Como se vê, a referida decisão representa um dano a toda uma visão social que merece o Direito Previdenciário. A frase do professor Lenio Streck é sempre bem-vinda: “Justiça, para mim, é para solucionar problemas, não para criá-los”.

A decisão joga contra a parede outro ponto preocupante, qual seja, o fato de o Tema Repetitivo 975/STJ não ter problematizado o Tema 350/STF (e nem aquilo que acontece depois do pedido de revisão protocolado dentro do prazo de 10 anos, já que ali a Corte se debruçou, única e exclusivamente, sobre o objeto da revisão, e não o termo inicial para a contagem do prazo). Aqui importante sublinhar, desde já, o item “4” da tese fixada no Tema 350/STF:

Na hipótese de pretensão de revisão, restabelecimento ou manutenção de benefício anteriormente concedido, considerando que o INSS tem o dever legal de conceder a prestação mais vantajosa possível, o pedido poderá ser formulado diretamente em juízo – salvo se depender da análise de matéria de fato ainda não levada ao conhecimento da Administração –, uma vez que, nesses casos, a conduta do INSS já configura o não acolhimento ao menos tácito da pretensão.

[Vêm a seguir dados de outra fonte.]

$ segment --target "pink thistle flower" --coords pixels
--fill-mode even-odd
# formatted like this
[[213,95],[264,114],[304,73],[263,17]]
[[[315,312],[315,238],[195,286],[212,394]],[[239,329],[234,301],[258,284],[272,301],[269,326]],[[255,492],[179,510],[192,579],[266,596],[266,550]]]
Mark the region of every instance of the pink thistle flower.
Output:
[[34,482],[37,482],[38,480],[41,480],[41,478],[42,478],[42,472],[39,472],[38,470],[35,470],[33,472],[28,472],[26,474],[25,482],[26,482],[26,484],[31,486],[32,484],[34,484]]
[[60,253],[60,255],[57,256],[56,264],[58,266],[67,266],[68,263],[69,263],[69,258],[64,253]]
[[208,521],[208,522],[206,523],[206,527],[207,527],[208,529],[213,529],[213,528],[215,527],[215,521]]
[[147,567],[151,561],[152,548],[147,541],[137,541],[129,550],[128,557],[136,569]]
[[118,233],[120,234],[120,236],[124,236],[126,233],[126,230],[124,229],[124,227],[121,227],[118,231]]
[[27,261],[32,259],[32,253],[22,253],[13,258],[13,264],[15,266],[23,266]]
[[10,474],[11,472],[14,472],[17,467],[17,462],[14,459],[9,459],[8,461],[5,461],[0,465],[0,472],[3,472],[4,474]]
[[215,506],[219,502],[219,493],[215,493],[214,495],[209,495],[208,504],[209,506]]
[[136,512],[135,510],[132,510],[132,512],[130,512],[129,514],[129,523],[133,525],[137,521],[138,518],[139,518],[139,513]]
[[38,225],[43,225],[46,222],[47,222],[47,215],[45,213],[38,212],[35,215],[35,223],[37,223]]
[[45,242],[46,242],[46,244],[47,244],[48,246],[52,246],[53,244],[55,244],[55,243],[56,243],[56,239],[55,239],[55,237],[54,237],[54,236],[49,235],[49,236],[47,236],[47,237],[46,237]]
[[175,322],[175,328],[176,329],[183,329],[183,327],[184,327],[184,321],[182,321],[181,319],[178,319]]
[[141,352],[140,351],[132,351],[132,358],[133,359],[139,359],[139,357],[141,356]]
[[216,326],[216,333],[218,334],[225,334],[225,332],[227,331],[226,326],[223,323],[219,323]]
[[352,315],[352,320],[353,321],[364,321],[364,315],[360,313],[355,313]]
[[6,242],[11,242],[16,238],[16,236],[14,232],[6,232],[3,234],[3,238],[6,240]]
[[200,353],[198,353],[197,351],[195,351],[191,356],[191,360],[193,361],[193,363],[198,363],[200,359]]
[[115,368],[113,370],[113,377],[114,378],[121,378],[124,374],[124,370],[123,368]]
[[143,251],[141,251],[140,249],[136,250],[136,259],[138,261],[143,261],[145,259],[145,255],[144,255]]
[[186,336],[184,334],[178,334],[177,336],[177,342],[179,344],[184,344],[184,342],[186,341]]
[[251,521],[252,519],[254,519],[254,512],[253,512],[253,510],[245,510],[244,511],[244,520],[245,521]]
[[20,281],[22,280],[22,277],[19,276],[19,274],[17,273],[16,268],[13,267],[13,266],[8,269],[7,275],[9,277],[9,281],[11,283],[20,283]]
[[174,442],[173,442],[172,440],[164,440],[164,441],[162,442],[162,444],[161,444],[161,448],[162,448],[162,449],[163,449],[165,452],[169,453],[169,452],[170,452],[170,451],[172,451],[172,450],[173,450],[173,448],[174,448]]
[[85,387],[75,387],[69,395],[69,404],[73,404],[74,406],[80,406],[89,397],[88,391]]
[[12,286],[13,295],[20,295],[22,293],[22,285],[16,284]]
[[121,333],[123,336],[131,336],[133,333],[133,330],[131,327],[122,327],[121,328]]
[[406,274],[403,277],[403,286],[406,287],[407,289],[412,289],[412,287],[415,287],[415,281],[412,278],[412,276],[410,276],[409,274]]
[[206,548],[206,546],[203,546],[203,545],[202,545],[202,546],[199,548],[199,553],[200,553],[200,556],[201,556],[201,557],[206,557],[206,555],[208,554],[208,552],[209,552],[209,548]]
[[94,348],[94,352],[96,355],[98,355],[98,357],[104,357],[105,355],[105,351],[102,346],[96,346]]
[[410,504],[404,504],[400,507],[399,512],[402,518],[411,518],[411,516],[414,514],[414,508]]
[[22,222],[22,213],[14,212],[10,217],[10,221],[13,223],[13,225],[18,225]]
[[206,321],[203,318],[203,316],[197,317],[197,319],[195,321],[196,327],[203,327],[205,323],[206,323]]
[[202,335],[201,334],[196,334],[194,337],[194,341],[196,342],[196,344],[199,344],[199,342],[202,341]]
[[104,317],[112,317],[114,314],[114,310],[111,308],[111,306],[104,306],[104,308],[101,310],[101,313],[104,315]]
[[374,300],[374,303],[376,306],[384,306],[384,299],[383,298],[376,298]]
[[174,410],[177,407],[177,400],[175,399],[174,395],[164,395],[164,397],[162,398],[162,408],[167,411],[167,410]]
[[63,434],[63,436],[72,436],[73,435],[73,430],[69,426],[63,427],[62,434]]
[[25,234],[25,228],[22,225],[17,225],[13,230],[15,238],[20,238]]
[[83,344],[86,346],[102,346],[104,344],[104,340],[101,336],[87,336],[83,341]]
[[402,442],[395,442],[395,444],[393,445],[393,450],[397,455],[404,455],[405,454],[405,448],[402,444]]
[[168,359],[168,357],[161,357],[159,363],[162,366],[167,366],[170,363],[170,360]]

Caso seja ignorado o segundo termo para contagem do prazo decadencial, chegaremos à seguinte conclusão lógica: o beneficiário precisa, dentro do prazo de 10 anos (a contar do dia primeiro do mês seguinte ao do recebimento da primeira prestação), tomar ciência da circunstância que lhe permite postular a revisão; formalizar um pedido administrativo de revisão de benefício, para levar a matéria ao conhecimento do servidor do INSS (Tema 350/STF); e ajuizar uma ação judicial.

O que será daquelas ações ajuizadas dentro do prazo decadencial, mas extintas, sem resolução de mérito, por ausência de agir? Na 11ª Turma do TRF4, por exemplo, aplica-se o prazo de 180 dias! O que fazer quando o prazo decadencial bate à porta?

Como já ouvi dizer Wilson Engelmann: “O Direito Processual precisa ganhar o mundo onde os fatos acontecem e esperam uma solução razoável”. E pensar que se o autor não tivesse recorrido, o processo sequer teria chegado na Turma Recursal! 


Bah1: SAVARIS, José Antonio. Silêncio administrativo e proteção judicial no direito previdenciário. Alteridade. 21 abr. 2020. Disponível em: <https://www.alteridade.com.br/silencio-administrativo-e-protecao-judicial-no-direito-previdenciario/>. Acesso em: 21 abr. 2024. 


Comentários

  1. Muito pertinente este tema. Tenho um caso exatamente assim. Ação extinta sem julgamento do mérito pela Turma Recursal, quando já transcorrido o prazo decadencial decenal. Nova ação ajuizada agora, desafiando a decadência, com precedentes no sentido de que a revisão administrativa não suspende a contagem desse prazo.